Some of the most popular dividend stocks have traditionally been in the tobacco sector. Specifically, leading tobacco stocks such as Altria (MO), Reynolds (RAI), Lorillard (LO), and Phillip Morris International (PM), have been some of the strongest performing dividend stocks for nearly three years.
Still, while U.S. and international tobacco stocks have consistently outperformed most of the broader indexes by a wide margin over the last several years, today many of these stocks are trading at historically high valuations. Altria, probably the most popular dividend stocks in the market today, trades today at over 15x forward earnings despite the companies net income having consistently fallen when including litigation settlements. Reynolds is trading at around 14x forward earnings estimates despite having recently cut 10% of its work force in the last ten years because of falling revenues. Reynolds payout ratio is also over 90% today.
Indeed, while many tobacco stocks have had huge runs over the last several years, these stocks are trading at historically high valuations at time when congress is beginning to increasingly talk about raising taxes on capital gains and dividends. Well the recent democratic Senate plan would only raise the dividend tax 5%, even a 5% raise in these taxes could be significant given the current valuation of many tobacco and dividend stocks.

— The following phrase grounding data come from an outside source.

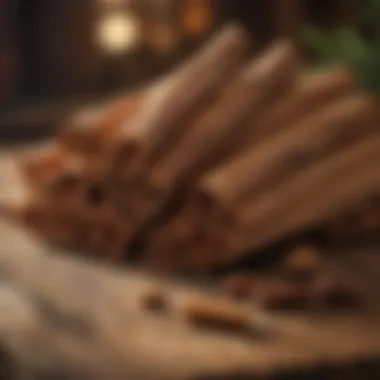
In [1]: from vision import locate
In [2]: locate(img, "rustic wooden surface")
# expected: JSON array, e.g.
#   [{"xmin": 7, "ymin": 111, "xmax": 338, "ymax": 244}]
[{"xmin": 1, "ymin": 146, "xmax": 380, "ymax": 379}]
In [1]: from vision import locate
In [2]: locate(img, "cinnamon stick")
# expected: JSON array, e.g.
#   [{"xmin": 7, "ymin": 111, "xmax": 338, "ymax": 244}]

This is exactly why I question whether tobacco stocks are the best investment for individuals whose primary goals are income and safe returns. Today there are over $100 billion in state and municipal tobacco bonds outstanding. While, obviously, bonds usually offer limited total returns, many tobacco bonds have rallied over 15% this year, and bonds issued by state governments and municipalities often offer tax free yields. A Ohio municipal tobacco bond maturing in 2042 can be bought today with a tax free yield of nearly 6%. Well tobacco bonds are generally unsecured, these bonds simply roll over if the income is insufficient to cover the interest payments, and the investor can continue to collect income until the interest payments are paid off in the future.

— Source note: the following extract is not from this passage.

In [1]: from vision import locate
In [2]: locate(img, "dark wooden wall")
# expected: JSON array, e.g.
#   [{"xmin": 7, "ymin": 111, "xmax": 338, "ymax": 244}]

If an investor is getting a 6% tax free return, the annual return over a would offer a return of approximately 180% over 10 years. If an investor were to purchase shares of the largest U.S. tobacco company, Altria, and reinvest the 4.6% annual dividend, taxed at 15%, over ten years, an investors total return would be 147%. While obviously Altria and other leading tobacco stocks are likely to continue to raise dividend payouts over the next ten years, Reynolds and Altria are already paying out over 90% of net income., and dividend taxes are likely to rise at least modestly in the coming years. These companies also still face some regulatory and legal risks, and these companies stocks are trading at or near fifty-two week highs.

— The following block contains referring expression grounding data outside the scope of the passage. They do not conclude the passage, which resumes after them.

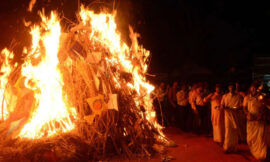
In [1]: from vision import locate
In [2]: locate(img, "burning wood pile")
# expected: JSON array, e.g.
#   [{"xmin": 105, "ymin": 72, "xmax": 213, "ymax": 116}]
[{"xmin": 0, "ymin": 4, "xmax": 166, "ymax": 162}]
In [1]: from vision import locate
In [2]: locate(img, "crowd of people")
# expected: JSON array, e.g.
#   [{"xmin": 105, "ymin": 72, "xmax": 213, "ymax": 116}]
[{"xmin": 154, "ymin": 81, "xmax": 270, "ymax": 161}]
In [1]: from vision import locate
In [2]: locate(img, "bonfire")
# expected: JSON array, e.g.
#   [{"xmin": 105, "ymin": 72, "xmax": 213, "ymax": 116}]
[{"xmin": 0, "ymin": 1, "xmax": 167, "ymax": 161}]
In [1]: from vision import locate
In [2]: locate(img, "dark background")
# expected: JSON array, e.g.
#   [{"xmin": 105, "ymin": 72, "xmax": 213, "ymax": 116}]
[{"xmin": 0, "ymin": 0, "xmax": 269, "ymax": 83}]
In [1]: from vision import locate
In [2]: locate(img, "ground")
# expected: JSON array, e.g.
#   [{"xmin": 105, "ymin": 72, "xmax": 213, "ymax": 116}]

To conclude, while investing in companies consistently raising dividend payouts is always appealing, it is likely that many leading tobacco and dividend stocks are pricing in multiple dividend raises today. With taxes likely to rise and tobacco companies trading at historically high valuations despite these companies having extremely high payout ratios, the fixed income market may offer stronger and safer returns for long-term investors focused on dividend and income.